Idaho to move inmates in Texas
BOISE – State prison officials say 125 Idaho inmates in a private Texas prison are due to make their fourth move since 2005, following a suicide in March, problems with a guard passing contraband to inmates and the former warden’s ouster.
The inmates, who were moved out of state two years ago because of overcrowding in Idaho lockups, are now at the Dickens County Correctional Center in Spur, Texas, where they’ve been since Aug. 7.
Concerns over conditions at Dickens, an aging county jail run as a prison by the Florida-based GEO Group, prompted the latest move, Idaho Department of Correction Director Brent Reinke said Thursday.

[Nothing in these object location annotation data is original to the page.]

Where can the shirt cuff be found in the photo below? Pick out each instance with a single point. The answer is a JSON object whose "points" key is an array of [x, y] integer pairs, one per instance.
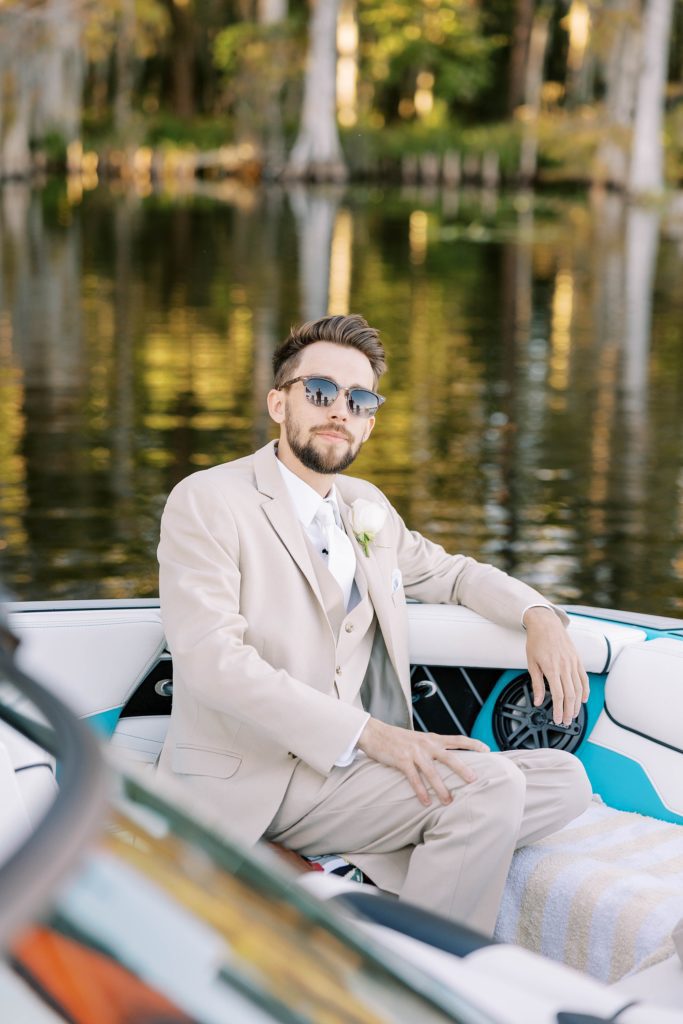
{"points": [[544, 604], [348, 756]]}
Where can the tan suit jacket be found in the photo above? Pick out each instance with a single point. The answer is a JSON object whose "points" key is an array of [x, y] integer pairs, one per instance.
{"points": [[254, 651]]}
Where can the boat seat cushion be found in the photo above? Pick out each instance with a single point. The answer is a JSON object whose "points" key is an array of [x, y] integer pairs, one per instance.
{"points": [[92, 659], [451, 634], [641, 721], [644, 691]]}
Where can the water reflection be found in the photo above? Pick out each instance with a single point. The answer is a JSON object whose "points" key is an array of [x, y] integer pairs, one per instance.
{"points": [[536, 381]]}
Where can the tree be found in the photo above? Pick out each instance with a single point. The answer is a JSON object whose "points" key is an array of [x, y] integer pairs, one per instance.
{"points": [[646, 171], [316, 154]]}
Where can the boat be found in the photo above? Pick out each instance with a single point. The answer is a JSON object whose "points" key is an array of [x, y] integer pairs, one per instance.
{"points": [[603, 897]]}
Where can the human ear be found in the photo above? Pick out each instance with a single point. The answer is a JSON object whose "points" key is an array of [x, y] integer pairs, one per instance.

“The problems we’ve had in Texas reflect the challenge of managing out of state. We believe Idaho inmates are best managed at home in Idaho,” Reinke said. He plans in September to introduce a proposal to build a 1,500-bed private prison in Idaho to create more space for the state’s 7,000 inmates.
Reinke hopes to move 69 of the Dickens prisoners soon to another GEO-run prison, the Bill Clayton Detention Center in Littlefield, Texas, where similar problems haven’t occurred. About 304 Idaho inmates are already there, but that facility is making space for more.
The remaining 56 at Dickens could go to another GEO facility elsewhere. Reinke didn’t specify where that prison is located. He said the date of the move will be withheld until it’s complete.
The inmates in Texas were originally moved from Idaho in 2005, going first to Minnesota.
Space limitations there forced them to be relocated in 2006 to a GEO-run prison in Newton, Texas, where problems emerged immediately, including beatings by guards. That prompted Idaho to request the move to Dickens and Bill Clayton last August.